STEMExplore Virtual Career Connection with a Marine Scientist in Fisheries Conservation Management
Join EarthEcho International as we highlight relatable voices in STEM careers! With STEMExplore, we invite female professionals to share their STEM journey with a live audience during dynamic 45-minute virtual events.
The conversation will focus on women in STEM and the STEMExplore Mentor will share her personal journey and the positive influences that helped her to realize her professional capabilities.
During this 45-minute session, the participants will:
- Learn about marine science as a career in general;
- Observe the day to day tasks of a conservationist working in fisheries management;
- Gain insight into a STEM career and learn the steps it takes to become a professional in this area;
- Ask interview questions of the STEMExplore expert.
Date: April 29, 2020 at 3:00 PM EASTERN
Topic/Career: Marine Science, Fisheries, Conservation Management
STEMExplore Mentor: Dr. Karlisa Callwood, Director, Community Conservation Action Program at Perry Institute for Marine Science
Dr. Karlisa Callwood
Dr. Karlisa Callwood is a marine scientist and educator who focuses on interdisciplinary approaches to evaluating fisheries and conservation management. Her interests include establishing practices to enhance science education, particularly from those from undeserved communities, and enhancing strategies to better bridge the gaps that exist between scientists, policymakers, and the public through informal science learning and interdisciplinary approaches.
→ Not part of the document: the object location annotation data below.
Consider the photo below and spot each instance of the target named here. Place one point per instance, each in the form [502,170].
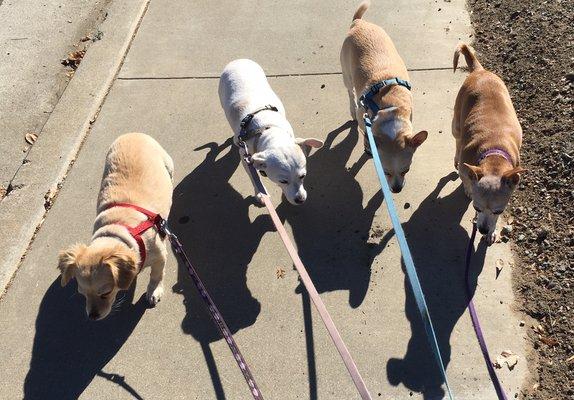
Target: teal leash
[407,257]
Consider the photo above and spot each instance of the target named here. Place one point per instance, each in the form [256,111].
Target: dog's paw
[259,199]
[154,294]
[491,238]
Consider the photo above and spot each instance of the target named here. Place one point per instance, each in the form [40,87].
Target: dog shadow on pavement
[332,229]
[438,244]
[211,219]
[69,350]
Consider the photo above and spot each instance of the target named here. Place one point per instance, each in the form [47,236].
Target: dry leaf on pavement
[506,357]
[548,341]
[31,138]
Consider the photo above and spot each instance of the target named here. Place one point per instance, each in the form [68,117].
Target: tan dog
[488,139]
[368,56]
[138,171]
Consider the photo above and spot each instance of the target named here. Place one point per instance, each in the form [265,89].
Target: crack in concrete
[207,77]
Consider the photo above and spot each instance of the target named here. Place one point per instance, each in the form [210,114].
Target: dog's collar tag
[244,133]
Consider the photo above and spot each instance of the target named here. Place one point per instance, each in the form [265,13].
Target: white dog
[248,100]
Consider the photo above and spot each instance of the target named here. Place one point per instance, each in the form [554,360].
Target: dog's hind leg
[456,134]
[155,286]
[168,162]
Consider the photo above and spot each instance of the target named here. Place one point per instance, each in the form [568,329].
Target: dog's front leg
[257,195]
[155,286]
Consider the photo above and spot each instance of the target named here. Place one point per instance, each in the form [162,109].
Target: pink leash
[327,320]
[216,316]
[476,322]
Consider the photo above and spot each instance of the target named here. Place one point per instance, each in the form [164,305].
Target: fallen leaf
[74,59]
[548,341]
[538,329]
[31,138]
[506,357]
[499,266]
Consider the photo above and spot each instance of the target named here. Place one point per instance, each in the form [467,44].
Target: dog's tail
[361,10]
[469,56]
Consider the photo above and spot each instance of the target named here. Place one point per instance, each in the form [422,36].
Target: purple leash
[476,323]
[213,311]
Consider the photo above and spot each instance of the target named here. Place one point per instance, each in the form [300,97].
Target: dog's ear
[259,160]
[67,262]
[418,139]
[475,172]
[512,177]
[308,144]
[122,263]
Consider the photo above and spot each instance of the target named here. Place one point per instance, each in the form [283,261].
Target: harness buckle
[162,227]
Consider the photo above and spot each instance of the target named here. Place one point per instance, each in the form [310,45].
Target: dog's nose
[94,315]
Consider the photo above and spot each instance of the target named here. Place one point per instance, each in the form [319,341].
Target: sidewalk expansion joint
[208,77]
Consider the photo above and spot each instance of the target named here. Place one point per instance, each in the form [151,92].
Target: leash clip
[246,156]
[163,228]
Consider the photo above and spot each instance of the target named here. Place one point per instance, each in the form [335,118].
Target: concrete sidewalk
[168,88]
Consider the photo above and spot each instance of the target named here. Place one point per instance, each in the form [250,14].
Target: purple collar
[495,152]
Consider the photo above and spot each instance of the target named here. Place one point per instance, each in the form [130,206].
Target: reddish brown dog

Karlisa has over a decade of experience developing and managing informal science education programming. She has created and overseen the implementation of a variety of science programs and grant projects at organizations like the Frost Museum of Science, the Deering Estate at Cutler, Breakthrough Miami, the Port Townsend Marine Science Center, and Pacific Science Center. This includes the management of several programs focused specifically on engaging students from underrepresented and underserved communities in the sciences.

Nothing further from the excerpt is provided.